Aberrant B7-H4 expression in
cancer tissues serves as a novel prognostic
biomarker for poor survival in patients with
cancer. However, the factor(s) that induce
cancer cell-associated B7-H4 remain to be fully elucidated. We herein demonstrate that
hypoxia upregulates B7-H4 transcription in primary CD138(+)

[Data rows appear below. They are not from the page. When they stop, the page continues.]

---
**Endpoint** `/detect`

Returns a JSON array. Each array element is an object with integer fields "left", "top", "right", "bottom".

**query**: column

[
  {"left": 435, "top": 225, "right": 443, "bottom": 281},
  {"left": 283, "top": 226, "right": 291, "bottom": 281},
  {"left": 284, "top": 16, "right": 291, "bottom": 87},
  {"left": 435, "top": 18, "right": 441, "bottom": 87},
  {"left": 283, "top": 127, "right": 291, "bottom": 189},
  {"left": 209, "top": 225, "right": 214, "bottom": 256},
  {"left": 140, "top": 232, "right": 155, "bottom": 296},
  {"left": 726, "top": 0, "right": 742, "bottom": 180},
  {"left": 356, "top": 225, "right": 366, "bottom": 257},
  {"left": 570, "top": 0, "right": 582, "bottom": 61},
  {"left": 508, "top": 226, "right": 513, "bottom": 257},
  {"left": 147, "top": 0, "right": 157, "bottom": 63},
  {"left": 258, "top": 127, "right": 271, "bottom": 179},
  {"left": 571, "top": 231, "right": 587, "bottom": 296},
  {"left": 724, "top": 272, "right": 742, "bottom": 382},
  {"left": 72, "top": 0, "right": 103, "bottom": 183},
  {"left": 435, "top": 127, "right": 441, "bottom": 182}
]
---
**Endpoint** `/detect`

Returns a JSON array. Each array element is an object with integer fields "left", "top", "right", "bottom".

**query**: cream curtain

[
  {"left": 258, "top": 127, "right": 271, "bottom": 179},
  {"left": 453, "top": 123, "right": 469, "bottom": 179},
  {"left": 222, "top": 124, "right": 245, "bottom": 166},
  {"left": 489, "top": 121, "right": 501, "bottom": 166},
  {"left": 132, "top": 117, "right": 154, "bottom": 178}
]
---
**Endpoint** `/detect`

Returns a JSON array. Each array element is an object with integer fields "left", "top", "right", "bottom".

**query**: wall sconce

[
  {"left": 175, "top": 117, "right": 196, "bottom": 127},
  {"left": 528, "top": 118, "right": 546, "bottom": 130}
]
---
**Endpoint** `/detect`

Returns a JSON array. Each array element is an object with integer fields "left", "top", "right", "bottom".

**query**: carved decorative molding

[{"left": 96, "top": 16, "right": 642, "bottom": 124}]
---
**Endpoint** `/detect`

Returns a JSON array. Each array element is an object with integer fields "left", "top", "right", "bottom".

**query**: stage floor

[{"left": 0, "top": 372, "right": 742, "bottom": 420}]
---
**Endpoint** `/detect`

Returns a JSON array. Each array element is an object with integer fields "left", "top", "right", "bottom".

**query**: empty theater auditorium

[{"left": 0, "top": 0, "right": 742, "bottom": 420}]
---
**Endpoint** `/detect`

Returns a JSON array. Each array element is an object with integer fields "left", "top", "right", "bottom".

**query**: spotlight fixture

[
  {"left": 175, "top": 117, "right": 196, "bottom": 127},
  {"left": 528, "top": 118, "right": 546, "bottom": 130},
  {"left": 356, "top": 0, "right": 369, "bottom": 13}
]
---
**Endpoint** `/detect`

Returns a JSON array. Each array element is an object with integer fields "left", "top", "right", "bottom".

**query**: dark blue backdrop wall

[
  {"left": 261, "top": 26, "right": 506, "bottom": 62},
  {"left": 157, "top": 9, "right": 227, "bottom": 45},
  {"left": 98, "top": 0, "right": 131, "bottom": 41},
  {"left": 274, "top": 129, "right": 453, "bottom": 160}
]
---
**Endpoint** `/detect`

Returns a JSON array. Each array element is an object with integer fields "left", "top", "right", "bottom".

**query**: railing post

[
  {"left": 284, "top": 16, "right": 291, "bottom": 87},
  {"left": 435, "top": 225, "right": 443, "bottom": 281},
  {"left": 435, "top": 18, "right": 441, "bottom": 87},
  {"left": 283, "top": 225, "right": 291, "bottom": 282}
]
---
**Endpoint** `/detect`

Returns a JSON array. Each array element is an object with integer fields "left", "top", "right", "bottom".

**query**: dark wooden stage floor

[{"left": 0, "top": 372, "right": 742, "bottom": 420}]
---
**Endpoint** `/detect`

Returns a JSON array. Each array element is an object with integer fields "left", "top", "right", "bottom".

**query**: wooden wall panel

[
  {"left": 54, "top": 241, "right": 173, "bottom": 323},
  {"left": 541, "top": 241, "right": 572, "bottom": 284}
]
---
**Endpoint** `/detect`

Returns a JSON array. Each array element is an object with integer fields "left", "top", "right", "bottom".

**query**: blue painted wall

multiple myeloma cells and
cancer cell lines. In support of this finding, analysis of the
Multiple Myeloma Genomics Portal (
MMGP) data set revealed a positive correlation between the
mRNA expression levels of B7-H4 and the endogenous
hypoxia marker carbonic anhydrogenase 9.
Hypoxia-induced B7-H4 expression was detected in the cytoplasm, but not in
cancer cell membranes.
Chromatin immunoprecipitation analysis demonstrated binding of
hypoxia-inducible factor-1α (HIF-1α) to proximal
hypoxia-response element (HRE) sites within the B7-H4 promoter. Knockdown of HIF-1α and pharmacological inhibition of HIF-1α diminished B7-H4 expression. Furthermore, knockdown of cytoplasmic B7-H4 in MCF-7 decreased the S-phase cell population under
hypoxia. Finally,
MMGP analysis revealed a positive correlation between the transcript levels of B7-H4 and proliferation-related genes including MKI67, CCNA1, and Myc in several patients with
multiple myeloma. Our results provide insight into the mechanisms underlying B7-H4 upregulation and its role in
cancer cell proliferation in a hypoxic tumor microenvironment.